Due to the Federal Reserve’s unprecedented vigor, some of the once-major players in the exchange-traded fund sector are now in a race to the bottom. The sources claim that the Crypto Sector ETFs have lost the most money out of all the non-leveraged funds.

Three cryptocurrency funds rank among the worst performing non-leveraged ETFs this year:

  1. $6 million Viridi Bitcoin Miners ETF (RIGZ) plunged almost by 69%.
  2.  $74 million Global X Blockchain ETF slips by 68%
  3. $46 million Breakwave Dry Bulk Shipping ETF down by  67%.

According to Bloomberg data, despite their poor performance, all four ETFs have received net inflows this year,

ETFs – Who’s to Blame for Losses?

The Federal Reserve of the United States is battling rising inflation, and to do so, the Fed has implemented a series of massive interest-rate hikes. Yet, the US inflation is far from the US 2% inflation target.

Persistently High US Inflation Rate

The recent US CPI figures released on September 13 indicated further suffering.
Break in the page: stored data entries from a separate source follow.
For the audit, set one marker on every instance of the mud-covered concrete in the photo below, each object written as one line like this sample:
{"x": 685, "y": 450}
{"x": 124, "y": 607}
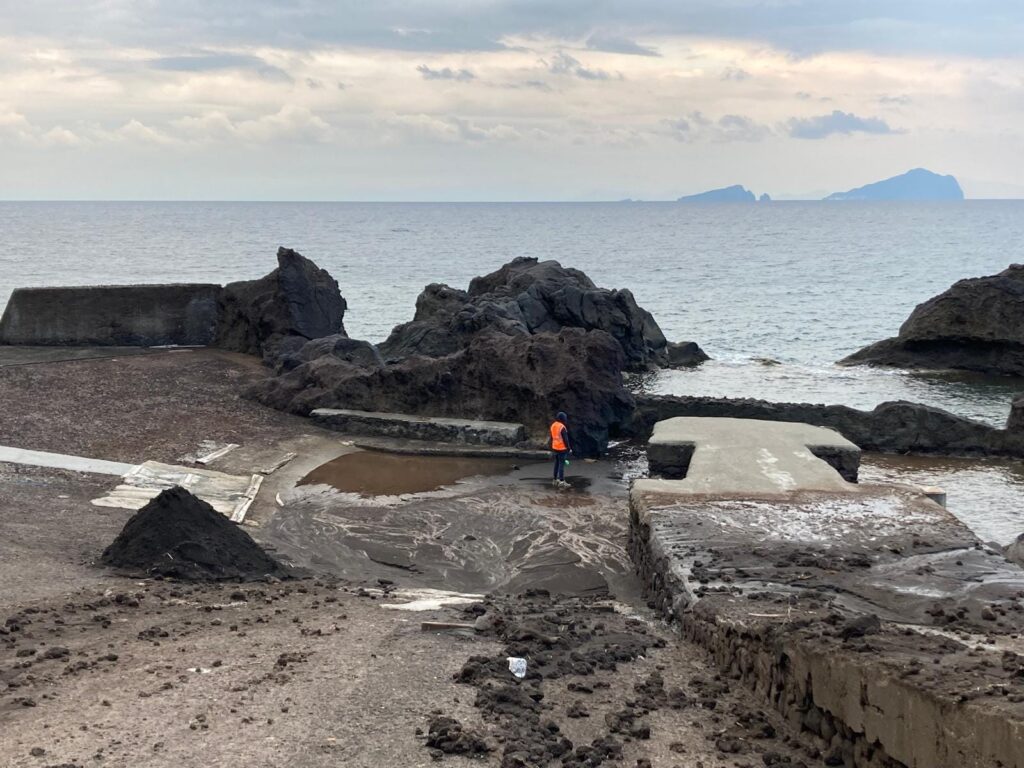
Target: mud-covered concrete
{"x": 889, "y": 428}
{"x": 128, "y": 315}
{"x": 403, "y": 426}
{"x": 872, "y": 620}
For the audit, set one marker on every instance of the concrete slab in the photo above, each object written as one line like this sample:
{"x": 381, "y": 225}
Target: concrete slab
{"x": 30, "y": 355}
{"x": 745, "y": 456}
{"x": 867, "y": 614}
{"x": 229, "y": 495}
{"x": 62, "y": 461}
{"x": 404, "y": 426}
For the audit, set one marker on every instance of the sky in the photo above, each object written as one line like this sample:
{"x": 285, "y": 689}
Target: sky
{"x": 503, "y": 99}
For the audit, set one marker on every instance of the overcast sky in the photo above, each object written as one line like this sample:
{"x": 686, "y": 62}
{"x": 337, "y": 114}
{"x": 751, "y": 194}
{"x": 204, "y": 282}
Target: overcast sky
{"x": 502, "y": 99}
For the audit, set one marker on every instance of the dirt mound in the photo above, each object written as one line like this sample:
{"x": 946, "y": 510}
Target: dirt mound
{"x": 177, "y": 535}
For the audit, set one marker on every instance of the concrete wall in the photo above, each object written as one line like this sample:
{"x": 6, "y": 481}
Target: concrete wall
{"x": 120, "y": 315}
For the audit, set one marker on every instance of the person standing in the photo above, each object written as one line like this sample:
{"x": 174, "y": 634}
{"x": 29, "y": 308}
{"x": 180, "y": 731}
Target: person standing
{"x": 561, "y": 446}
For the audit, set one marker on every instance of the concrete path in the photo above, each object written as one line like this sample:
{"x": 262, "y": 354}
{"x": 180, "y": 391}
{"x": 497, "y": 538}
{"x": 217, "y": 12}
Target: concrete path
{"x": 743, "y": 457}
{"x": 62, "y": 461}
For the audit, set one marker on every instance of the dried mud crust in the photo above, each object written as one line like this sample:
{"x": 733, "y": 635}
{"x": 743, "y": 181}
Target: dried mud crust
{"x": 602, "y": 688}
{"x": 312, "y": 673}
{"x": 152, "y": 407}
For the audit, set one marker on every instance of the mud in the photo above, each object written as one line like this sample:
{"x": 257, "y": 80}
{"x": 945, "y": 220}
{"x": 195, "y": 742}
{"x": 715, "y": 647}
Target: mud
{"x": 508, "y": 534}
{"x": 179, "y": 536}
{"x": 586, "y": 650}
{"x": 375, "y": 473}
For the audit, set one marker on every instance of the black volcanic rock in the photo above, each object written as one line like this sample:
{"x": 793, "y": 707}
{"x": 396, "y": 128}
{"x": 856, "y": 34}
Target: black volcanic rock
{"x": 177, "y": 535}
{"x": 977, "y": 325}
{"x": 523, "y": 298}
{"x": 274, "y": 315}
{"x": 685, "y": 354}
{"x": 523, "y": 378}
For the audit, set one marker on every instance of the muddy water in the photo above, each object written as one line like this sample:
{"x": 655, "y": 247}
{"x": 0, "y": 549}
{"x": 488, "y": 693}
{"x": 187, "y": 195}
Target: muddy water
{"x": 987, "y": 495}
{"x": 373, "y": 473}
{"x": 504, "y": 532}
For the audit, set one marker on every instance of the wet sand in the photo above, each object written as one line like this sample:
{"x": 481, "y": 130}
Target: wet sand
{"x": 375, "y": 473}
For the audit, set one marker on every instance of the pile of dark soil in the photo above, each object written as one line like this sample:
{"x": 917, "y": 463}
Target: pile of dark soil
{"x": 179, "y": 536}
The CPI rose 8.3% in August, exceeding the median forecast and sparking speculation that the Fed will raise interest rates by 100 basis points next week, a move not seen since 1984. For the second month in a row, annual US inflation fell to 8.3% in August 2022 from 8.5% in July, the lowest rate in four months, but it was still higher than the 8.1% predicted by the market.

Consumer prices rose 0.1% from the previous month, defying expectations of a 0.1% decline and coming after a flat reading in July. In August, the Consumer Price Index in the United States was 296.17, compared with 296.28 the previous month and market expectations of 295.53. This triggers a risk-off sentiment amid Fed fund rate hike sentiments, driving a sell-off in the crypto ETF.

Back-to-back Fed Rate Hikes Weigh on ETFs

With this fourth straight increase, the Federal Reserve has increased the target range for the fed funds rate to 2.25%-2.5%, which means borrowing costs are now at their highest level since 2019. According to Fed fund futures, the market was pricing in a greater than 81% possibility of a massive interest rate increase of 75 basis points in September.

Fed Vice Chair Lael Brainard stated this past Wednesday that interest rates would need to climb higher and remain at their current levels before the central bank can feel confident that inflation is trending toward its 2% target. She also noted that the risks of over-tightening would become more apparent at some point in the cycle.

Hence, the interest rate hike sentiment continues to weigh on cryptocurrencies and crypto ETFs.